Perhaps there is a bit of a tendency to think of proteins as generally reasonably well ordered perhaps driven by our looking at elegant crystal structures – forgetting the omitted loops and other sections too mobile to give useful co-ordinates. A full issue of Chemical reviews 1 has been dedicated to Intrinsically disordered proteins with sections introducing the field and systems of classification. There are also, amongst others, sections on looking at free energy landscapes using NMR, multisteric regulation by structural disorder in modular signalling proteins 2, short linear motifs as diverse protein interaction modules involved in cell regulation 3, looking at conditionally and transiently disordered proteins and a new ‘omic – pathological unfoldomics of uncontrolled chaos. Perhaps this really highlights the dangers of over interpreting crystallographic data certainly during target evaluation and at least in some cases when using structure based lead optimisation.

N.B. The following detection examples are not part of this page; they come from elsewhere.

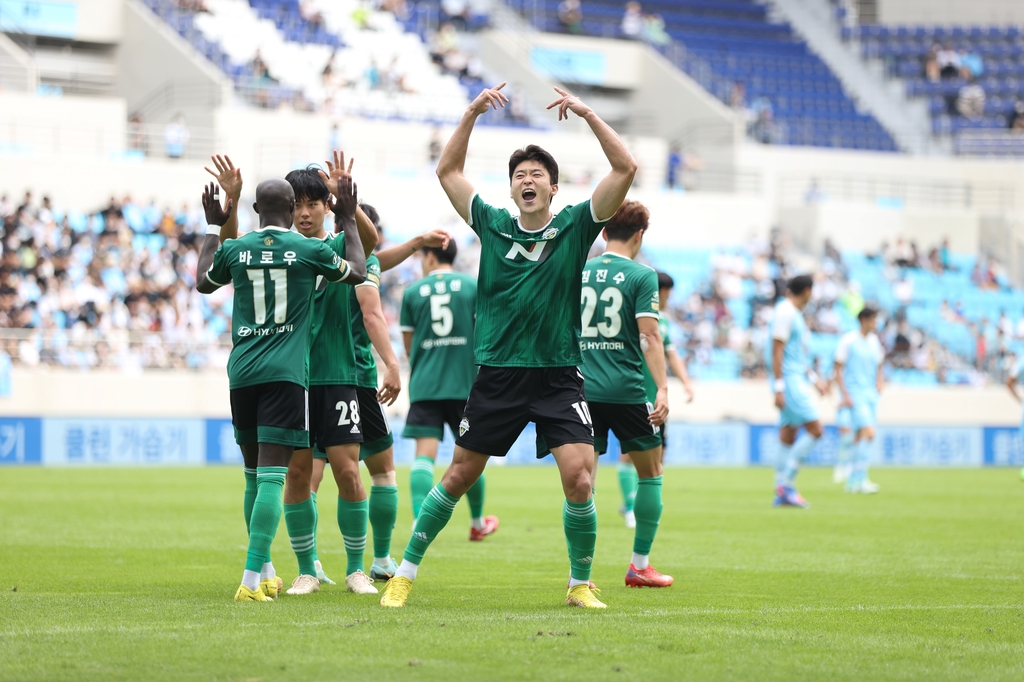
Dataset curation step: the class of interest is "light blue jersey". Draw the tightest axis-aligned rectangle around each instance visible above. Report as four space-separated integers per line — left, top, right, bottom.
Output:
836 331 885 430
771 298 818 426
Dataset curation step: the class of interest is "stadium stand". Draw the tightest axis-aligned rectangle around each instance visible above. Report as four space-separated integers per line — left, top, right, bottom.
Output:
138 0 468 123
499 0 897 152
840 20 1024 156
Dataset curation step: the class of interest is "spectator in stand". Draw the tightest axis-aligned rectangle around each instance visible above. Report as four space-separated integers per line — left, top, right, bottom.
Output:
558 0 583 36
164 114 190 159
958 47 985 79
621 2 643 40
925 45 942 83
956 77 985 121
935 43 961 78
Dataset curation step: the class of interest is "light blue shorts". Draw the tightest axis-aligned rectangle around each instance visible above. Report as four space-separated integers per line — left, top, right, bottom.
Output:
778 377 818 427
836 407 853 429
850 394 879 431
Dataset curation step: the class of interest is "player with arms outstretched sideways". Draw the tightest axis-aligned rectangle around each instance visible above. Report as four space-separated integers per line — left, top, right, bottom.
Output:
381 83 637 608
196 178 366 601
580 202 673 587
771 274 826 508
835 305 885 495
399 240 499 541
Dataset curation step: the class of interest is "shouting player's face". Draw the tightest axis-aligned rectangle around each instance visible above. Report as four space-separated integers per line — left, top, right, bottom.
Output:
512 161 558 215
295 199 327 237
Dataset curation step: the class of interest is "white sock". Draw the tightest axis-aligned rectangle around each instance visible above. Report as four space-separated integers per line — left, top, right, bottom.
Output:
394 559 420 581
242 570 259 592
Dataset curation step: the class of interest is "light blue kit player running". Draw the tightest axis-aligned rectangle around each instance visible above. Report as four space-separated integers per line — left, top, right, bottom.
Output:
771 274 828 508
835 306 885 495
1007 355 1024 480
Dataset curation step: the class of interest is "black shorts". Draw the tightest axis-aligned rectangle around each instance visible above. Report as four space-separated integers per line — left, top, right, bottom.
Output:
309 385 362 458
230 381 309 447
355 386 394 461
590 402 662 455
401 400 466 440
456 367 594 457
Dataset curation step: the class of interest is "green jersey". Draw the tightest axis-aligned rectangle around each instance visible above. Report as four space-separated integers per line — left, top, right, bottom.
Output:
580 253 657 404
309 232 356 386
469 195 604 367
348 254 381 388
399 270 476 402
643 315 676 404
206 227 349 388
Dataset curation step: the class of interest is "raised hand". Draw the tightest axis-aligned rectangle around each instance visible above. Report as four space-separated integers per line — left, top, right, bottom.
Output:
469 82 509 116
545 87 592 121
203 182 234 227
203 154 242 200
328 174 359 220
421 229 452 249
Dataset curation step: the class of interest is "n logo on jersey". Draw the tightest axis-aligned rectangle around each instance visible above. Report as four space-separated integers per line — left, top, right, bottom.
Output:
505 242 548 263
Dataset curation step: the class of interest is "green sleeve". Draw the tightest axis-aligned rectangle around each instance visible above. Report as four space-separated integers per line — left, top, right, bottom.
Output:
310 240 349 282
469 195 502 236
398 284 419 332
206 243 231 287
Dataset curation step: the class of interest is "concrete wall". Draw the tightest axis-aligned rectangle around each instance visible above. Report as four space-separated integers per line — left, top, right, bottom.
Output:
878 0 1024 26
0 368 1020 426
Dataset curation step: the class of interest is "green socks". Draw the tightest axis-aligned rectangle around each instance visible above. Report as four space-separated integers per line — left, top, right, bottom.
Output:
242 467 256 534
409 455 434 516
466 473 487 518
562 498 597 581
285 497 316 576
370 485 398 559
335 497 370 576
618 462 637 512
246 467 288 572
404 483 459 565
633 476 663 556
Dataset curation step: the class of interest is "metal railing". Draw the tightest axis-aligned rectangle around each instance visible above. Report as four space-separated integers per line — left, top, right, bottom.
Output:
0 329 231 372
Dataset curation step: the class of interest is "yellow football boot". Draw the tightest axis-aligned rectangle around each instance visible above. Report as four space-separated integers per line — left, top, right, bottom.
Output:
565 585 608 608
234 585 273 601
259 576 285 599
381 576 413 608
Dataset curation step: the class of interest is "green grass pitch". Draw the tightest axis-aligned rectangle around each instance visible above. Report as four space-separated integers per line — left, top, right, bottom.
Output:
0 467 1024 682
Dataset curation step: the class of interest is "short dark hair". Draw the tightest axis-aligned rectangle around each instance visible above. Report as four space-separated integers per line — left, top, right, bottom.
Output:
857 303 879 322
604 202 650 242
509 144 558 184
786 274 814 296
285 164 331 204
422 240 459 265
359 204 381 230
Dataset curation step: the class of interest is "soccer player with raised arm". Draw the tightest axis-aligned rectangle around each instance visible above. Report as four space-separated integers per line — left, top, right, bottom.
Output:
580 202 673 587
835 305 886 495
771 274 827 508
381 83 637 608
618 272 693 528
196 178 366 601
399 240 499 541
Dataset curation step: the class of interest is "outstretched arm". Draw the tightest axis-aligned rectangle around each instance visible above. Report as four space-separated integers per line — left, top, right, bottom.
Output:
548 88 637 222
204 154 242 242
377 229 452 274
355 285 401 404
196 182 231 294
437 83 507 222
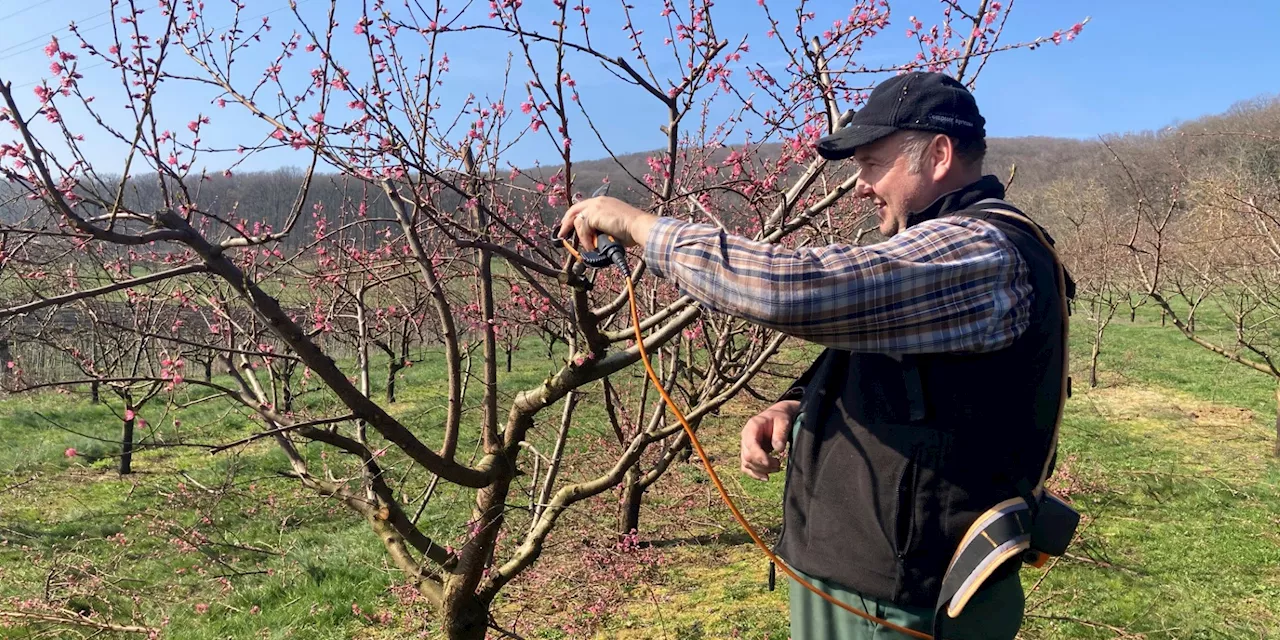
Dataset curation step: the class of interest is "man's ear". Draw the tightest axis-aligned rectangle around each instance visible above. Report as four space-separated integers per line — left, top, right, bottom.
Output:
928 133 955 182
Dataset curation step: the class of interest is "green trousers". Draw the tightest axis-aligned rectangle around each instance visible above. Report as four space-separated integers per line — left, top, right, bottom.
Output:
790 571 1024 640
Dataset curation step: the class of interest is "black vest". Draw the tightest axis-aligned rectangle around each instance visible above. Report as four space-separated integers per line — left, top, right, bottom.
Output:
777 177 1074 608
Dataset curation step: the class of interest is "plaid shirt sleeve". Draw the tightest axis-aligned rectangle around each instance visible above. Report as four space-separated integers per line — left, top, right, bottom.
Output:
644 216 1032 353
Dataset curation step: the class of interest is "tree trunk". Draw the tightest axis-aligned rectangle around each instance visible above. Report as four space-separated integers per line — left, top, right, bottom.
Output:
1089 324 1103 389
444 595 489 640
618 466 645 539
120 407 134 476
1271 385 1280 458
387 361 404 404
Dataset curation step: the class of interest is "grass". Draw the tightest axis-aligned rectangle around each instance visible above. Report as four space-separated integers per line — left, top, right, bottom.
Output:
0 314 1280 640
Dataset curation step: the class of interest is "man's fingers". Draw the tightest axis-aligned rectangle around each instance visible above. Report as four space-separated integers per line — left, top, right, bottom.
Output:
556 202 582 239
773 415 791 453
741 416 782 480
573 214 595 251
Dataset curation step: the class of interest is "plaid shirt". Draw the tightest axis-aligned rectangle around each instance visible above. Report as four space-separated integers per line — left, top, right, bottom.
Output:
644 216 1032 353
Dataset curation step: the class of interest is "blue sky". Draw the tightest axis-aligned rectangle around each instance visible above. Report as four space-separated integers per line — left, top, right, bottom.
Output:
0 0 1280 169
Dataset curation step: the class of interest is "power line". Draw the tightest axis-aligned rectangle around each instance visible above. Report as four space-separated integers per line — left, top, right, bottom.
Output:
0 0 51 22
0 9 111 60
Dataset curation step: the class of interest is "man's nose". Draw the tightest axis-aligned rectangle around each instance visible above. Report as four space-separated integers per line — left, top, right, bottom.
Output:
854 177 874 198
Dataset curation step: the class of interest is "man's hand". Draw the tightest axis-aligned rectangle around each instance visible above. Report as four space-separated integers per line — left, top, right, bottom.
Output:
741 401 800 480
558 196 658 250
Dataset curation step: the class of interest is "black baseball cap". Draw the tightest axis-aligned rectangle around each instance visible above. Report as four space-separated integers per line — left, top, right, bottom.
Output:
818 72 987 160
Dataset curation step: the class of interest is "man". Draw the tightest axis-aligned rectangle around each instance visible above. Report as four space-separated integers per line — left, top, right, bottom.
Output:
561 73 1066 639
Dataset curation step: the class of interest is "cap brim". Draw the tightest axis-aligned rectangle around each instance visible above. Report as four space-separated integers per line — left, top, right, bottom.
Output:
818 124 897 160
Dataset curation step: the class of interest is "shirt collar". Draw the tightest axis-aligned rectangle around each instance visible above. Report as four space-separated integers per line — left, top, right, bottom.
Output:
906 175 1005 228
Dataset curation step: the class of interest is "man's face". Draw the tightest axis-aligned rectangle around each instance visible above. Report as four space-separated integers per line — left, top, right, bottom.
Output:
854 132 933 237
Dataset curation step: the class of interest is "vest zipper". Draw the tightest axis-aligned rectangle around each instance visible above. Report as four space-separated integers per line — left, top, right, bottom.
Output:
893 447 920 563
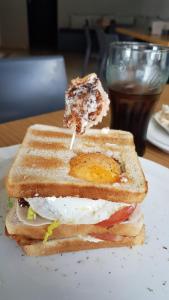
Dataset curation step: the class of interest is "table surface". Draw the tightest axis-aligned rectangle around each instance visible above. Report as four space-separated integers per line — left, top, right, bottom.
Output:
116 27 169 47
0 85 169 168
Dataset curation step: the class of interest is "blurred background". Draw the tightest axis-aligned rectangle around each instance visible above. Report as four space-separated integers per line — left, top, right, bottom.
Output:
0 0 169 80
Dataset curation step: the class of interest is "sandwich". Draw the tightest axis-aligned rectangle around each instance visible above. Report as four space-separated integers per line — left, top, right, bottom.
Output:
5 124 147 256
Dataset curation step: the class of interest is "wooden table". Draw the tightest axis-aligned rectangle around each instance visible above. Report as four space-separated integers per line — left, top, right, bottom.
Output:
116 27 169 47
0 85 169 168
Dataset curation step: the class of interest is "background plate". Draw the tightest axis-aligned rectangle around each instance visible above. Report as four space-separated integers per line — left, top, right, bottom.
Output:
0 150 169 300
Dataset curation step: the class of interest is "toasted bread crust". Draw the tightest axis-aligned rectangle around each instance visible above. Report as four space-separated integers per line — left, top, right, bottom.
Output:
7 125 147 203
5 227 145 256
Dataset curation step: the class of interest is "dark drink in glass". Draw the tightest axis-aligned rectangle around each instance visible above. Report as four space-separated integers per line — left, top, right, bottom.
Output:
109 82 159 156
106 42 169 156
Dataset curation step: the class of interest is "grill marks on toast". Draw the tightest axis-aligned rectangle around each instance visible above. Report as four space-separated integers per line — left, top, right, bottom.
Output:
7 125 147 203
20 155 64 169
27 140 68 151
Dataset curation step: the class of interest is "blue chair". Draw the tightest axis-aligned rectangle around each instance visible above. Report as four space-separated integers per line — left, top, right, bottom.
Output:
0 56 67 123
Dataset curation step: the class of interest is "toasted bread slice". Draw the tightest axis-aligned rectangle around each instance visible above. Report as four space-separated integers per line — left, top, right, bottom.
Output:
6 207 143 240
7 125 147 203
5 226 145 256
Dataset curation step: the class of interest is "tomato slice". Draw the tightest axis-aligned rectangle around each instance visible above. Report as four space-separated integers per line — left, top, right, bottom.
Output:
95 205 136 228
90 232 117 242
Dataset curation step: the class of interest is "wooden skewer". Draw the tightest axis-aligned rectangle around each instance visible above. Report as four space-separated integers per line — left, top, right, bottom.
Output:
70 130 76 150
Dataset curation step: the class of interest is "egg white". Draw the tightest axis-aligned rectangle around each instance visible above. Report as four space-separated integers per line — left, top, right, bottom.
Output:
25 196 129 224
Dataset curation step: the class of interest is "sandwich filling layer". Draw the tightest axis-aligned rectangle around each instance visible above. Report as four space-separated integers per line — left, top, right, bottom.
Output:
16 196 139 226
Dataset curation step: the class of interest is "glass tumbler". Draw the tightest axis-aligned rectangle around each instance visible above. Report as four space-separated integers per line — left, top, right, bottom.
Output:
106 42 169 156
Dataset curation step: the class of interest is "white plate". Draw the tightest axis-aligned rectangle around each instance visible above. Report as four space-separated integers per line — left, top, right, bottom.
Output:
0 146 169 300
147 118 169 153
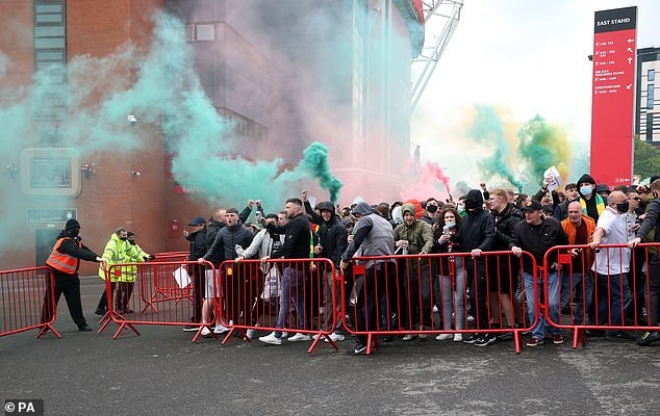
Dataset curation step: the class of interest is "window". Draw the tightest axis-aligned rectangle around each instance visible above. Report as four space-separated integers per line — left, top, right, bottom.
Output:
195 25 215 42
646 84 655 110
21 148 81 197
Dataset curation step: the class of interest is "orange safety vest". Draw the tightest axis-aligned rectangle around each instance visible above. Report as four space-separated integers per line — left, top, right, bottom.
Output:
46 237 82 274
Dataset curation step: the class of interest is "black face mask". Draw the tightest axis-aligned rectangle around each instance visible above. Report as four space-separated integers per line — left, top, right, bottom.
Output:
616 201 630 214
465 199 477 209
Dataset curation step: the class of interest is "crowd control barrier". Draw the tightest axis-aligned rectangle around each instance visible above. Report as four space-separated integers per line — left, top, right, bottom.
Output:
544 243 660 348
0 267 62 338
98 261 203 339
140 251 193 312
214 258 339 354
340 251 539 354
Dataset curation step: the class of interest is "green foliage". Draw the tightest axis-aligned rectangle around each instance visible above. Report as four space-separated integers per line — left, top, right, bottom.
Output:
633 138 660 178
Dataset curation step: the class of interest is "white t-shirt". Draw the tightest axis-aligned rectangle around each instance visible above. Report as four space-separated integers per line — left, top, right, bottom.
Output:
591 207 630 275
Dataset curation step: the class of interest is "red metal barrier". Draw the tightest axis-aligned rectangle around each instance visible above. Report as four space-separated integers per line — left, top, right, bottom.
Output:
140 251 193 313
341 251 539 354
215 259 339 353
544 243 660 348
98 261 201 339
0 267 62 338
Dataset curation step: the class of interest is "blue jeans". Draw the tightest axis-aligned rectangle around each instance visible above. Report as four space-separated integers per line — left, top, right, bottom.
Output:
596 273 632 325
561 271 594 325
523 271 561 340
275 267 309 338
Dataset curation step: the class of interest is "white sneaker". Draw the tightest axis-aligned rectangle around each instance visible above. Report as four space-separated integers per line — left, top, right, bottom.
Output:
259 332 282 345
324 332 346 342
213 324 229 335
289 333 312 341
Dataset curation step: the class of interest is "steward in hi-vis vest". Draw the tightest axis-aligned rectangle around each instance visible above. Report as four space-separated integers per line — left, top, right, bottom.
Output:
41 219 104 331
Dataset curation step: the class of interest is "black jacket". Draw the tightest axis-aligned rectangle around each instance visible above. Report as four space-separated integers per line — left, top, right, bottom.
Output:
186 229 207 261
204 222 254 266
305 201 348 266
491 203 524 251
509 218 568 273
636 198 660 242
450 189 495 269
269 213 312 259
204 217 227 266
51 230 101 268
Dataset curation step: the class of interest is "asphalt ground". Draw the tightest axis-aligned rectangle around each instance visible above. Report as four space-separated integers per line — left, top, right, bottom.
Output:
0 277 660 416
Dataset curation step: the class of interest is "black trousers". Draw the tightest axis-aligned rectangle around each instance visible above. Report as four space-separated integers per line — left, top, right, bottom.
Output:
41 272 87 326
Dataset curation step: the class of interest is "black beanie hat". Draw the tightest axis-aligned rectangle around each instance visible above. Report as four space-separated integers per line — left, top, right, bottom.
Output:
65 218 80 231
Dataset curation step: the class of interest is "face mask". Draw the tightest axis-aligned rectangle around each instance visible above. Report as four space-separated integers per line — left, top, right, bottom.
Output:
616 201 630 214
465 199 477 210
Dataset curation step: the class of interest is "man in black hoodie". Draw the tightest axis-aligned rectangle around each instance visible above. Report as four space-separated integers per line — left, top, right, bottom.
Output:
41 219 105 331
302 191 348 341
197 208 256 332
259 198 312 345
450 189 496 347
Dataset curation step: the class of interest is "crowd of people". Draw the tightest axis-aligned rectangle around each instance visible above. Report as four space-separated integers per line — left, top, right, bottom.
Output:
43 174 660 354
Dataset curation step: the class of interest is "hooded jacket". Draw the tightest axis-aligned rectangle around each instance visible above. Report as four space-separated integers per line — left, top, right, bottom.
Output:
394 204 434 254
305 201 348 267
243 229 284 274
341 202 394 269
577 173 606 222
491 203 525 250
451 189 495 270
204 220 254 267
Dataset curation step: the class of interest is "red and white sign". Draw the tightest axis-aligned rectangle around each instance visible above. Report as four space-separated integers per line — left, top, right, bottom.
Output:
590 7 637 186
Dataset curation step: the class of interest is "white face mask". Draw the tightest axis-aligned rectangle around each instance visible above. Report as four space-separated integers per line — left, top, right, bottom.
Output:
580 186 593 196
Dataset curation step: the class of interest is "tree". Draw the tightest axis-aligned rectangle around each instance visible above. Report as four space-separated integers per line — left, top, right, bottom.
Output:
633 137 660 179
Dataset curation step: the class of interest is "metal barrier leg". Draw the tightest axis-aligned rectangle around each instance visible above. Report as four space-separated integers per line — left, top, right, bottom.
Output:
112 322 140 339
513 330 522 354
37 324 62 339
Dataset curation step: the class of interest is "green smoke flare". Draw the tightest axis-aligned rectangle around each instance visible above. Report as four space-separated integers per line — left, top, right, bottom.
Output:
468 104 524 191
301 142 343 204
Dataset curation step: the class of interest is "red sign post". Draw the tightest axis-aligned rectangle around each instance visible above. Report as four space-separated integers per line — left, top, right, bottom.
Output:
590 7 637 186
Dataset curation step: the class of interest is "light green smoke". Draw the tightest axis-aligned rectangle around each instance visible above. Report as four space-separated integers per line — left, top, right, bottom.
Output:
301 142 342 204
468 104 524 191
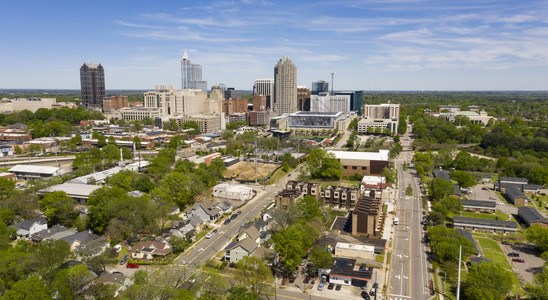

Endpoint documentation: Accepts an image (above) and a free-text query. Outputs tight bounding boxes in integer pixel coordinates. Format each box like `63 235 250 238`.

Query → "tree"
450 170 477 188
309 246 333 269
307 149 342 179
2 275 52 300
40 191 76 226
53 265 93 299
525 224 548 253
464 262 513 300
429 178 455 200
235 256 274 294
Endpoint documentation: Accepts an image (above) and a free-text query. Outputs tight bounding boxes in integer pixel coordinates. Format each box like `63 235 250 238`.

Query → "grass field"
223 161 278 180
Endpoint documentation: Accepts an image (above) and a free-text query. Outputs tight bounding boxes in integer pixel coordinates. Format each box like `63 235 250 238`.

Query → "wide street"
389 127 430 299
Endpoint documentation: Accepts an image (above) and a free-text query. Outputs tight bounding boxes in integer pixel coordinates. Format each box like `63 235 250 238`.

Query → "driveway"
501 243 544 283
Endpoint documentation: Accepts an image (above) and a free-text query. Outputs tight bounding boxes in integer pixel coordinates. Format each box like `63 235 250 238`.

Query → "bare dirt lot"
223 161 278 180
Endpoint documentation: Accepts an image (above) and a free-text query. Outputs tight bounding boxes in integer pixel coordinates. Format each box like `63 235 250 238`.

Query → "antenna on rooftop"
331 70 335 95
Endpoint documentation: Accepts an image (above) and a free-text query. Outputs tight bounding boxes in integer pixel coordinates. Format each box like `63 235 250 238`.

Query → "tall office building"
274 55 298 115
310 80 329 95
181 50 207 92
253 79 274 110
80 63 105 109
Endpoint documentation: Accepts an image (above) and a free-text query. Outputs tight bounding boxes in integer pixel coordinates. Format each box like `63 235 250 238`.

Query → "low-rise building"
518 206 548 228
460 199 497 214
213 183 253 201
453 217 518 233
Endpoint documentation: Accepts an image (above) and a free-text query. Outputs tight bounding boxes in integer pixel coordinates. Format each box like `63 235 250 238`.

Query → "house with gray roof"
453 217 518 233
9 217 48 238
225 238 259 262
518 206 548 228
460 199 497 214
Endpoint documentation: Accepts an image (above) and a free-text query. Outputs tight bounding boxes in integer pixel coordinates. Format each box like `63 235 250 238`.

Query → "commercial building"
120 107 160 121
274 55 297 115
213 183 253 201
352 192 382 237
453 217 518 233
460 199 497 214
0 98 56 113
297 86 310 111
80 63 105 109
8 165 65 180
310 93 350 114
358 104 400 133
103 95 129 113
310 80 329 95
328 150 390 176
181 50 207 92
518 206 548 228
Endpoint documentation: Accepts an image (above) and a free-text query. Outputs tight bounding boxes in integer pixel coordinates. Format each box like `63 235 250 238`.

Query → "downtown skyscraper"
181 50 207 92
273 55 298 115
80 63 105 109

P-gp substrates and translation to man
In an extension of earlier work in the mouse 1 the Terasaki group have reported 2 on reconstruction of distribution of P-gp substrates in the cynomolgus monkey brain to help increase confidence in translation of CNS drugs into man. “this study experimentally demonstrated that the Kp brain and Kp,uu,brain values of P-gp substrates and non-substrate can be reconstructed by integrating in-vitro P-gp transport activity, P-gp protein expression levels, and the unbound fractions in plasma and brain based on BBB PPx. These results also demonstrate that in-vivo P-gp transport function at the BBB can be reconstructed based on in-vitro P-gp transport activity and P-gp protein expression levels. The key points is that expression (and activity) levels of P-gp are much closer (ratio <1.5) between cynomolgus monkey and human relative to rodent/human and that Fuplasma varies substantially across species. The team also use pH adjusted Fubrain 3 to try and more accurately reflect the in vivo situation. This gives an in vitro method for helping to give an improved estimate of effective exposure in man particularly when working with compounds with evidence for efflux liabilityFu brain was broadly similar for mouse and monkey general differing by only two fold although indinaivr did show a three fold variation which is consistent with earlier data showing a broad conservation of Fubrain while Fu plasma is more variable across species.